Personal information
- Full name: Lee Ji-hyun
- National team: South Korea
- Born: 10 March 1982 (age 44) Gyeonggi-do, South Korea
- Height: 1.68 m (5 ft 6 in)
- Weight: 55 kg (121 lb)

Korean name
- Hangul: 이지현
- RR: I Jihyeon
- MR: I Chihyŏn

Sport
- Sport: Swimming
- Strokes: Individual medley

= Lee Ji-hyun (swimmer, born 1982) =

South Korean swimmer

Lee Ji-hyun (born March 10, 1982) is a South Korean former swimmer, who specialized in individual medley events. She represented her nation South Korea in two editions of the Olympic Games (1996 and 2000), and also a top eight finalist in the 400 m individual medley at the 1998 Asian Games in Bangkok, Thailand.

Lee made her first South Korean team, as a fourteen-year-old teen, at the 1996 Summer Olympics in Atlanta, swimming only in the women's 400 m individual medley. There, she fought off a sprint freestyle challenge from Hsieh Shu-tzu to invincibly dip the five-minute barrier for the sixth spot and twenty-eighth overall in the opening heat, finishing with a time of 4:59.52.
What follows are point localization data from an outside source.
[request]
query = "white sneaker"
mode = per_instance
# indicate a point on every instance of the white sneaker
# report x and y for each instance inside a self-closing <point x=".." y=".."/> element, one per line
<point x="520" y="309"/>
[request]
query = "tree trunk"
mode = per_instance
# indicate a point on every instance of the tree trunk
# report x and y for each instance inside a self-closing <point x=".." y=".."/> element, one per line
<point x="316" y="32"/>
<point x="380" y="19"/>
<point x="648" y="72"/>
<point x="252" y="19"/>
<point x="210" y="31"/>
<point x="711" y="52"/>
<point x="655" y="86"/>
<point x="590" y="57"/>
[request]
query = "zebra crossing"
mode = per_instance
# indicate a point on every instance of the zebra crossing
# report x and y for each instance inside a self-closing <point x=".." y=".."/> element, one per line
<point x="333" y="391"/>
At the 2000 Summer Olympics in Sydney, Lee qualified for the second time in the 400 m individual medley by clearing FINA B-cut of 4:48.76 from the Dong-A Swimming Championships in Ulsan. Swimming in the last of four heats, Lee came from behind at the final turn to edge out Malaysia's Sia Wai Yen with a robust freestyle kick for the seventh seed in 4:58.94, just ten seconds below her submitted entry standard. Lee failed to advance into the semifinals, as she placed twenty-third overall on the first day of prelims.